SpaceX teams continue cleanup efforts at the Cape Canaveral site where a Crew Dragon spacecraft exploded during testing in April, according to an update from the Florida Department of Environmental Protection.
“Over the last two weeks SpaceX has been completing the initial steps of cleanup, including clearing debris from the site,” the department told FLORIDA TODAY via email on Wednesday. “Their next step is to begin soil sampling, which will be taking place throughout the month of June.”
After an analysis of the soil, SpaceX will be tasked with coming up with a remediation plan, or series of steps it will take to clean up the area around Landing Zone 1. The site is used to land Falcon boosters after takeoff, but also functions as a test stand for other spacecraft.
Crew Dragon, which had flown to the International Space Station on a demo flight without astronauts in March, was going through a series of engine test firings on April 20 when an explosion resulted in a loss of the vehicle.
The spacecraft uses fuels different than those found in rockets – namely hydrazine and nitrogen tetroxide, which are hypergolic propellants that react violently when they come in contact.
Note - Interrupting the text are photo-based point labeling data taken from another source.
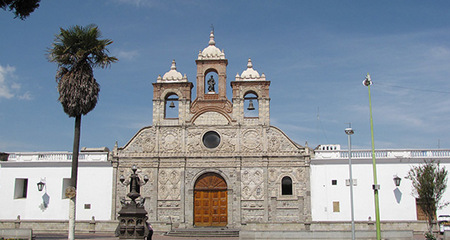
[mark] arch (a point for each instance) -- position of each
(211, 109)
(210, 181)
(211, 81)
(210, 200)
(286, 186)
(171, 105)
(251, 104)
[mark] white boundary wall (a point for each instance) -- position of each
(95, 178)
(396, 203)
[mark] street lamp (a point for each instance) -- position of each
(349, 131)
(397, 180)
(367, 82)
(40, 185)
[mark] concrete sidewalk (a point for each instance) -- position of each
(104, 236)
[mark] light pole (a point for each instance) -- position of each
(367, 82)
(349, 131)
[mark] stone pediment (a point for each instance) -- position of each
(232, 141)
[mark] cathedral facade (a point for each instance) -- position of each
(215, 162)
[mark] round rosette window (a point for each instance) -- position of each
(211, 139)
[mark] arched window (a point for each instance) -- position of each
(251, 106)
(171, 106)
(212, 82)
(286, 186)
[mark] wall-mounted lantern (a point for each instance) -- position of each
(397, 180)
(40, 185)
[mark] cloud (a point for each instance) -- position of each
(128, 55)
(138, 3)
(6, 73)
(8, 88)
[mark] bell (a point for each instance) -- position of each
(250, 106)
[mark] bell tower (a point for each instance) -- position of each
(211, 82)
(171, 98)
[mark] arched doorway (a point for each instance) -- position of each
(210, 201)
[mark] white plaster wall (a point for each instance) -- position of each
(395, 203)
(94, 187)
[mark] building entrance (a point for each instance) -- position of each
(210, 201)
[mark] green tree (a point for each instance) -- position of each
(429, 182)
(77, 50)
(21, 8)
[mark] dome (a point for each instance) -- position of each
(173, 75)
(211, 52)
(250, 74)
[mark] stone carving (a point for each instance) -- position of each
(279, 142)
(273, 175)
(228, 137)
(144, 142)
(252, 184)
(251, 140)
(169, 184)
(274, 144)
(170, 139)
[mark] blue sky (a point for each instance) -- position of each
(315, 53)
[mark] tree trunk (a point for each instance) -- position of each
(74, 177)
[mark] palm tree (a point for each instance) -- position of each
(77, 50)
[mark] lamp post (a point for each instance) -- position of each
(367, 82)
(397, 181)
(349, 131)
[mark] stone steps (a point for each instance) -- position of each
(204, 232)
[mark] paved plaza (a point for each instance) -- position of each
(156, 236)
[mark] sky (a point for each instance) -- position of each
(315, 53)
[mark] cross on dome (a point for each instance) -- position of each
(250, 74)
(211, 52)
(173, 75)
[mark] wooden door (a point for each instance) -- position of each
(210, 201)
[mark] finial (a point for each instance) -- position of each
(211, 39)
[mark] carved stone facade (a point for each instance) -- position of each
(266, 174)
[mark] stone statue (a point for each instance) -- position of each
(211, 84)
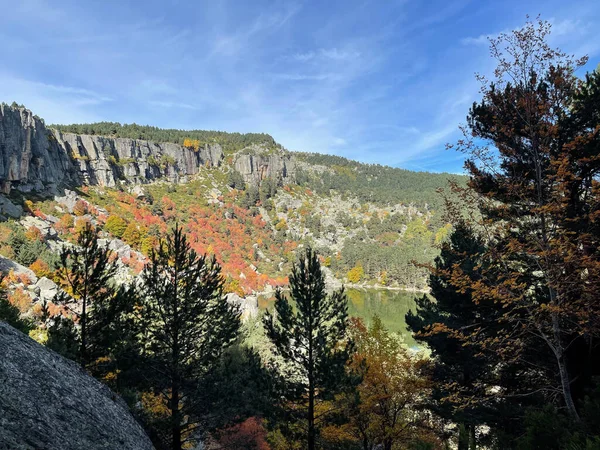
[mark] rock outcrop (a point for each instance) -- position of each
(256, 166)
(104, 161)
(44, 160)
(30, 159)
(48, 402)
(35, 158)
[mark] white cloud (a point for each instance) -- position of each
(54, 103)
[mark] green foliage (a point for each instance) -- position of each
(186, 326)
(356, 274)
(87, 273)
(229, 141)
(27, 250)
(375, 183)
(311, 339)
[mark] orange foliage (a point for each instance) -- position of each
(65, 223)
(249, 435)
(80, 208)
(41, 269)
(34, 234)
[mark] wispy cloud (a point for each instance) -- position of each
(333, 54)
(167, 104)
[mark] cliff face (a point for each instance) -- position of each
(257, 167)
(29, 158)
(104, 161)
(35, 158)
(49, 402)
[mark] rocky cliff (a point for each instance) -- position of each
(48, 402)
(36, 158)
(255, 166)
(33, 157)
(30, 159)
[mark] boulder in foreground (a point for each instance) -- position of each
(49, 402)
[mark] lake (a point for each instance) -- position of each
(390, 306)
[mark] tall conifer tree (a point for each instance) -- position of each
(187, 325)
(310, 335)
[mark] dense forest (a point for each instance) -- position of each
(374, 182)
(509, 329)
(229, 141)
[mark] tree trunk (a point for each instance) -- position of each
(463, 437)
(83, 349)
(473, 438)
(311, 416)
(176, 423)
(565, 379)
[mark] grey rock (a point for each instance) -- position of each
(48, 402)
(44, 226)
(248, 305)
(256, 167)
(35, 158)
(47, 288)
(6, 265)
(9, 209)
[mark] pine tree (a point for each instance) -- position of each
(187, 325)
(87, 275)
(462, 369)
(538, 193)
(311, 337)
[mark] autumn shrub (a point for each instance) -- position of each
(65, 223)
(34, 234)
(116, 226)
(41, 268)
(133, 234)
(20, 300)
(80, 208)
(356, 274)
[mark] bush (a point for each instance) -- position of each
(41, 268)
(80, 208)
(116, 226)
(356, 274)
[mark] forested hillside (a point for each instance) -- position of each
(210, 291)
(229, 141)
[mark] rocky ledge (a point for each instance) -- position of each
(48, 402)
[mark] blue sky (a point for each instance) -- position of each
(378, 81)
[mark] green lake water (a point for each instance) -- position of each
(390, 306)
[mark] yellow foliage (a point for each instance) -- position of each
(39, 335)
(41, 269)
(20, 300)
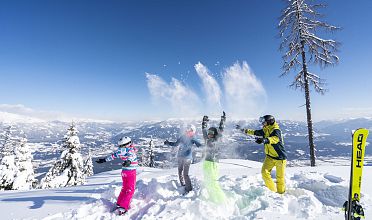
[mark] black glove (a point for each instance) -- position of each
(238, 127)
(262, 140)
(223, 116)
(126, 163)
(101, 160)
(205, 121)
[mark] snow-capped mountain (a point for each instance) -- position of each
(333, 138)
(312, 193)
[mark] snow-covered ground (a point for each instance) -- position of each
(312, 193)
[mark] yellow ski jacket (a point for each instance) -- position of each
(275, 147)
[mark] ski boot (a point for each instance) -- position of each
(122, 211)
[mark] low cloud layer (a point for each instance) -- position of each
(175, 96)
(242, 96)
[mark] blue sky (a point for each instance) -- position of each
(90, 58)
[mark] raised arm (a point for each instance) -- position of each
(204, 127)
(173, 144)
(222, 122)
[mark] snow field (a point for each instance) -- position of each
(311, 194)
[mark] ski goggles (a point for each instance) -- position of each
(261, 120)
(211, 133)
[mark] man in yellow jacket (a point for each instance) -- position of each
(271, 136)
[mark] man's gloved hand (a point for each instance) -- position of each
(101, 160)
(126, 163)
(262, 140)
(205, 121)
(223, 116)
(238, 127)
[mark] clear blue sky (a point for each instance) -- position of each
(90, 58)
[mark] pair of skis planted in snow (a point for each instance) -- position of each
(357, 161)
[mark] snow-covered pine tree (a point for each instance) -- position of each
(151, 154)
(7, 148)
(68, 171)
(88, 164)
(25, 176)
(298, 28)
(7, 164)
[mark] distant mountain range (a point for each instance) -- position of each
(332, 138)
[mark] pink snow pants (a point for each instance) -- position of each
(127, 191)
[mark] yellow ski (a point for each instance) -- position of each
(357, 162)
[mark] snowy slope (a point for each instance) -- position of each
(313, 193)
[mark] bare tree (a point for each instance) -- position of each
(298, 27)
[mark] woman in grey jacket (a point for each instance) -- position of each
(185, 143)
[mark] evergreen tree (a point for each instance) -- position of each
(8, 168)
(299, 26)
(88, 165)
(25, 176)
(7, 147)
(68, 171)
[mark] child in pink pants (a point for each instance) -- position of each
(126, 152)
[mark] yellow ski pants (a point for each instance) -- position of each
(267, 166)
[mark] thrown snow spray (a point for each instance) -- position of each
(242, 96)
Because they can be toxic to humans and are harmful to the environment, test firings with those propellants are conducted when prevailing winds point away from population centers.
If all goes according to plan, the company will launch a Falcon Heavy rocket from Kennedy Space Center no earlier than June 22 with a series of Air Force and NASA payloads. The sites at Landing Zone 1 will be necessary if the company aims to recover two of its side boosters.
Crew Dragon is being designed and built by SpaceX to take astronauts to the ISS from American soil, a feat not accomplished since the last space shuttle flight in July 2011. Boeing is also attempting to achieve the same with its Starliner spacecraft.